PDG : La mission presqu’impossible du nouveau directoire

 PDG : La mission presqu’impossible du nouveau directoire

À défaut d’un congrès extraordinaire, le PDG, parti démocratique gabonais, vient d’organiser dans l’urgence, une réunion de crise qui a débouché sur la démission presque forcée d’Ali Bongo de la direction du parti. Pour faire face à cette période d’incertitudes, avec des suspicions, des accusations mutuelles et des démissions des militants qui, intérêts obligent, se tournent de plus en plus vers les militaires au pouvoir, le parti a mis en place un nouveau directoire. Mais pourra-t-on vraiment éviter l’implosion ?

Dans ce nouveau comité directoire, on retrouve Angélique Ngoma qui assure désormais l’emblématique fonction de secrétaire générale du PDG. Elle est assistée de trois adjoints, Denise Mekame’ne, Antoine Menie et Charles Otandault. À la présidence du parti, Deux anciens premiers ministres, Paul Biyoghe Mba et Alain-Claude Billie-By-Nze, eux sont respectivement premier et deuxième vice-président, suivis de Jeannot Kalima et Yves Fernand Manfoumbi, troisième et quatrième vice-président. Ainsi en a “décidé” la réunion d’urgence organisée jeudi à Libreville pour tenter de sauver le parti démocratique gabonais en pleine noyade depuis le renversement d’Ali Bongo par l’armée le 30 août 2023.

Une réunion qui aurait pris acte de la démission d’Ali Bongo de la direction du PDG. Mais selon certaines sources, l’ex-Chef d’État aurait purement et simplement été écarté, puisque sa mère, Josephine Nkama dit Patience Dabany a elle aussi été radiée sans autre forme de procès pour un motif qui n’a pas été communiqué. Une radiation qui ne sera pas sans conséquence puisqu’elle pourrait entraîner une vague de démission de nombreux militants. Surtout quand on connaît le rôle qu’a joué la première épouse d’Omar Bongo dans la mobilisation, notamment des femmes pour renforcer les rangs du parti créé par son mari en 1968 dans l’Ogooué-Lolo.

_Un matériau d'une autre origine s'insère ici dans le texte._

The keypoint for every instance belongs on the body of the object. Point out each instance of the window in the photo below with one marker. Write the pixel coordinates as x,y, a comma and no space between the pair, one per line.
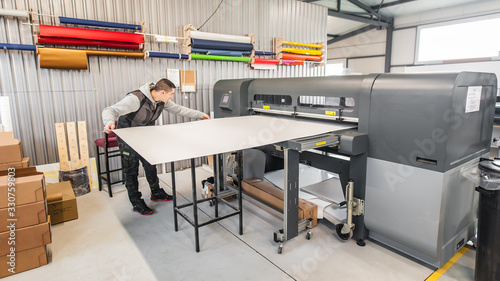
465,39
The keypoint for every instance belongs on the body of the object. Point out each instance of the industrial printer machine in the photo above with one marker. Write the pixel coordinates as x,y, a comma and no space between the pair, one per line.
399,165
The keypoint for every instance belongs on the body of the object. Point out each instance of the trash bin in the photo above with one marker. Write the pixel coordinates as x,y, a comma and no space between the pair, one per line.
488,230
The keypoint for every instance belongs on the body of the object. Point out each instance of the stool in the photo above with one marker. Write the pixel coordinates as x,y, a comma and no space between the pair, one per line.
109,141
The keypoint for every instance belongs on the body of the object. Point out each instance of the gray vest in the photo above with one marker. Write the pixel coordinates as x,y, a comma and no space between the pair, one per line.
145,116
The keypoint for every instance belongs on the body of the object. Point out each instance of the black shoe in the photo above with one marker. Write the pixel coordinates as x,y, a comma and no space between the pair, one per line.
161,195
141,208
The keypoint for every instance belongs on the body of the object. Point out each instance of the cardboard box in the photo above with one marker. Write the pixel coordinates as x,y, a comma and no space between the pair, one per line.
65,208
26,238
10,148
29,187
273,196
17,165
26,215
25,260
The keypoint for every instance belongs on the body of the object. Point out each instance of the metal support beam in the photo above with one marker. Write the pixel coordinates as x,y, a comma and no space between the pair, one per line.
346,16
395,3
351,34
371,11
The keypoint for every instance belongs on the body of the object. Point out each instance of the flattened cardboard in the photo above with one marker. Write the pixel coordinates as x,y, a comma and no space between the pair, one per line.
64,209
16,165
27,238
10,148
26,215
25,260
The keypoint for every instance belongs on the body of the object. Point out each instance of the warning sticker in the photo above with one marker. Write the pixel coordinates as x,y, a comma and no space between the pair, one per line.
473,99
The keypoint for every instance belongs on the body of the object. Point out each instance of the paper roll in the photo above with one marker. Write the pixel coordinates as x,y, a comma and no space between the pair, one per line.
220,37
318,46
302,51
56,58
6,118
14,13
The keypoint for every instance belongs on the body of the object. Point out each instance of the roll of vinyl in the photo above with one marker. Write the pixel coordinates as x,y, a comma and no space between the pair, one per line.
14,13
83,42
319,46
17,47
167,55
5,114
136,55
99,23
302,51
263,53
56,58
300,57
220,45
220,52
210,57
89,34
266,61
165,39
220,37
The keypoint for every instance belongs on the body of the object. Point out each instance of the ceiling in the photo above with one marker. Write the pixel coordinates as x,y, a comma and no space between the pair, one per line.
355,14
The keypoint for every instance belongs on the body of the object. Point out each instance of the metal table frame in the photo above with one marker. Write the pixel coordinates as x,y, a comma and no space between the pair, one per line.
219,179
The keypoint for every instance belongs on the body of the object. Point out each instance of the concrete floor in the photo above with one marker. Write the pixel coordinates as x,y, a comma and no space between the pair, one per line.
110,242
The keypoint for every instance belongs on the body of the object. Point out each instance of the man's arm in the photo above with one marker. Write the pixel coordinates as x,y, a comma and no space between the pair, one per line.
174,108
110,114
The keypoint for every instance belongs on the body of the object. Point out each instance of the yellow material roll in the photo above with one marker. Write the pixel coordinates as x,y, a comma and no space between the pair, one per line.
56,58
318,46
302,51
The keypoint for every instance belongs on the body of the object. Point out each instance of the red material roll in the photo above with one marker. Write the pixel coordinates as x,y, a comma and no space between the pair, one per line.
89,34
301,57
266,61
83,42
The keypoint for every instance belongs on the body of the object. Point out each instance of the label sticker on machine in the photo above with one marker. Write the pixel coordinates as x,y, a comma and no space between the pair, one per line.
473,99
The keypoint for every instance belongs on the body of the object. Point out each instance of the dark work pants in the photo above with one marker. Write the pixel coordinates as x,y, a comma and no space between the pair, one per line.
130,162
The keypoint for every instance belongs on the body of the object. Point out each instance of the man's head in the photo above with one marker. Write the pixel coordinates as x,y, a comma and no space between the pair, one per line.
163,90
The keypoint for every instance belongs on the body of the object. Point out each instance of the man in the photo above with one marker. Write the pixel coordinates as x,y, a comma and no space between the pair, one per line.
141,108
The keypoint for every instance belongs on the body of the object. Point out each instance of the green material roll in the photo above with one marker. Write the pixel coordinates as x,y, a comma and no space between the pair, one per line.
211,57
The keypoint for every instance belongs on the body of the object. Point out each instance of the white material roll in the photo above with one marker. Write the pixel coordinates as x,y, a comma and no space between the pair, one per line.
14,13
220,37
6,118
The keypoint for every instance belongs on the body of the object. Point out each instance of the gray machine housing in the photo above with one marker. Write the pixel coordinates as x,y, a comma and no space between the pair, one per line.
415,132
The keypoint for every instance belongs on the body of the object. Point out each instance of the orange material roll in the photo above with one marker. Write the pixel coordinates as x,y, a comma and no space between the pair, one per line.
302,51
301,57
56,58
115,54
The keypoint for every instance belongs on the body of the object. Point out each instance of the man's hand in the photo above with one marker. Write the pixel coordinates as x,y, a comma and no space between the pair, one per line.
109,127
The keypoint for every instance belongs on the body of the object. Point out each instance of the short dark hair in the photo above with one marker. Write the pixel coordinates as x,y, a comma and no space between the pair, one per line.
164,84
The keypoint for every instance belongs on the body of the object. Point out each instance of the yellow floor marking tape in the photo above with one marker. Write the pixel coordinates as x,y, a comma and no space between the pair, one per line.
438,273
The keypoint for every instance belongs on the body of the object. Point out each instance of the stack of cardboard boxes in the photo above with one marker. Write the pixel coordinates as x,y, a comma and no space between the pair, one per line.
24,223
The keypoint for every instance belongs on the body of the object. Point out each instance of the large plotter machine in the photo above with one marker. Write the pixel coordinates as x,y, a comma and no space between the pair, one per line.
399,165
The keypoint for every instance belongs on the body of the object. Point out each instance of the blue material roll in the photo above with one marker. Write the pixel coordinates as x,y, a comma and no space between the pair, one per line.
263,53
99,23
17,47
220,52
167,55
220,45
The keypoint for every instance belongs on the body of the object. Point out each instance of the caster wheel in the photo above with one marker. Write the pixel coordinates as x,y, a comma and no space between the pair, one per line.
342,235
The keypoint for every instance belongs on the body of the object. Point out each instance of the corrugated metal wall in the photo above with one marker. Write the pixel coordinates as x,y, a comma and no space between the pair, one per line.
41,97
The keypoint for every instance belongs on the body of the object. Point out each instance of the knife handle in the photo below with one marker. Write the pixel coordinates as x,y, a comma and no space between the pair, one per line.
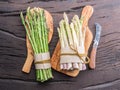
93,58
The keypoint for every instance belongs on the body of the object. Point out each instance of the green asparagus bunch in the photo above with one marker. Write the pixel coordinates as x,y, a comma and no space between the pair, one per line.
37,32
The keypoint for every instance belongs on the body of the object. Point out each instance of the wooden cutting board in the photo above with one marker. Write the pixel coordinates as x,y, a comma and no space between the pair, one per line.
55,60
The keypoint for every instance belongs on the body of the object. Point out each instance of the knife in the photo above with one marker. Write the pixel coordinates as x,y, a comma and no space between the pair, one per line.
95,45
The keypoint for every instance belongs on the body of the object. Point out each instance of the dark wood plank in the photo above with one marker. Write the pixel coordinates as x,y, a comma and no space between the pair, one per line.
13,48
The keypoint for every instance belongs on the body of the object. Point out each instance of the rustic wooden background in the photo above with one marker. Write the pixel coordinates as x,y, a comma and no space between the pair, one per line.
106,76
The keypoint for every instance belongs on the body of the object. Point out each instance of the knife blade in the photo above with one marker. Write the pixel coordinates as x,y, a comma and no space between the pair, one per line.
92,63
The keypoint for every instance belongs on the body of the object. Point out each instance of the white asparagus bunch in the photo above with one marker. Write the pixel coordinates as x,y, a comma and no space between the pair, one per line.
72,39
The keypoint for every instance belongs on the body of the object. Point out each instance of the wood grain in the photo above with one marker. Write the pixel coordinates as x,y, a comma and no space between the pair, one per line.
13,48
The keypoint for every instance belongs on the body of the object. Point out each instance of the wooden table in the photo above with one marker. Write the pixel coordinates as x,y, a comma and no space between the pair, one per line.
13,52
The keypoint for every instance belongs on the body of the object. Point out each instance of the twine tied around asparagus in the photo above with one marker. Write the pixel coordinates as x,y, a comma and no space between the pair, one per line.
42,62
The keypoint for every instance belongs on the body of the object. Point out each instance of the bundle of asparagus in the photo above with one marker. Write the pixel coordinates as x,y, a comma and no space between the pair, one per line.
72,39
37,32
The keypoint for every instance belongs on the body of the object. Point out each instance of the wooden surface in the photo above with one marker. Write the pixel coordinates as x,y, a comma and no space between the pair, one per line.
106,76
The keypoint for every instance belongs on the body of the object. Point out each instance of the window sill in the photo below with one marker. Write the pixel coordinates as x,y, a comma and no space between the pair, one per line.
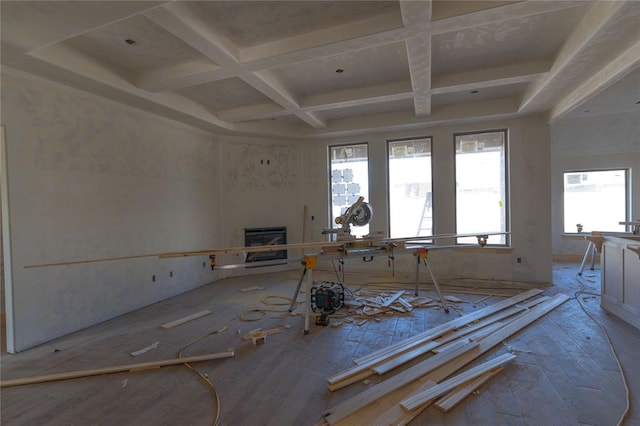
574,236
487,249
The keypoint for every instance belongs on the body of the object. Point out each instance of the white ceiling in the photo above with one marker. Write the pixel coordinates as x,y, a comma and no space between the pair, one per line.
271,67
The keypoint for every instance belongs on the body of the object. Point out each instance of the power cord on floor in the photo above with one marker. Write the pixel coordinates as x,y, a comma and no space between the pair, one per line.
577,295
204,377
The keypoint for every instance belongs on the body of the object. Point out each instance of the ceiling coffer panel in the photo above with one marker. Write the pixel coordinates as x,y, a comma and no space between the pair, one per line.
250,23
534,38
320,69
361,68
134,46
376,108
483,94
225,94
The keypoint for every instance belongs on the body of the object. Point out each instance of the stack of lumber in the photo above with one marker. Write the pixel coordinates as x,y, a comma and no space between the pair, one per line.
456,343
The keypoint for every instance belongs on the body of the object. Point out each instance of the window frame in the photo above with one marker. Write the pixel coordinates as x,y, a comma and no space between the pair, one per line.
627,194
388,161
331,218
507,188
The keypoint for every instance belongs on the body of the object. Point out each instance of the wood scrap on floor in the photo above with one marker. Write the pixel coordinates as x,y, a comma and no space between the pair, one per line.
453,398
183,320
269,332
247,289
381,403
145,349
393,356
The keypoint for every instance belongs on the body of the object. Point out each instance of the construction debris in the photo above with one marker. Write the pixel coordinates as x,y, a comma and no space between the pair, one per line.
188,318
254,288
400,398
110,370
145,349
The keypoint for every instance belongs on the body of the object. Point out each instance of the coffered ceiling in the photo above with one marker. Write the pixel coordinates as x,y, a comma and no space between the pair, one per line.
305,69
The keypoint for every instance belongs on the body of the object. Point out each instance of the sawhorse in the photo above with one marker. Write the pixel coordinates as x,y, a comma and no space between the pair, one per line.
309,264
422,255
591,250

Avec son groupe Kounabeli qui avait des antennes à Libreville, Port-Gentil et Franceville, Patience Dabany a joué un rôle plus qu’essentiel dans la consolidation du parti démocratique gabonais qu’on a appelé jusqu’ici “parti de masses”. Cela à travers la mobilisation des femmes dans des groupes d’animation. Et c’est sans doute pour cela qu’a été mis en place un organe appelé l’UFPDG, l’union des femmes du parti démocratique gabonais qui est jusqu’ici l’un des piliers qui mobilise le plus au sein du PDG.

L’inévitable implosion

En choisissant de chasser sans ménagement Patience Dabany, une vieille femme sénile, et un acteur de tous les temps, le nouveau directoire du PDG prend donc le risque de se mettre à dos, une bonne partie des militants aussi bien à Libreville que dans son bastion du Haut-Ogooué, le fonctionnement du parti démocratique gabonais ayant été associé pendant ses 56 ans de règne à la famille des Bongo et tous leurs affidés. D’autant que la version d’un putsch interne à Ali Bongo enfle déjà, bien que certains affirment que l’intéressé aurait démissionné de son bon vouloir. Ce qui pourrait créditer l’idée d’une stratégie anti Bongo au sein du PDG.

Mais une telle stratégie, si elle se trouve, pourrait davantage enfoncer un parti déjà fragilisé par des suspicions, des accusations mutuelles, des démissions et des procès en opportunisme de ceux qui rallient les nouvelles autorités militaires. Dans ce contexte de confusion et d’incertitudes, le PDG n’étant plus un parti de gouvernement, et donc ne pouvant plus garder des militants en échange des nominations, la mission du nouveau comité directoire semble bien impossible. Ce qui fait craindre une implosion totale au prochain congrès qui s’annonce crucial. Car il sera le premier test de survie d’un parti qui jusqu’ici n’a existé que dans le pouvoir.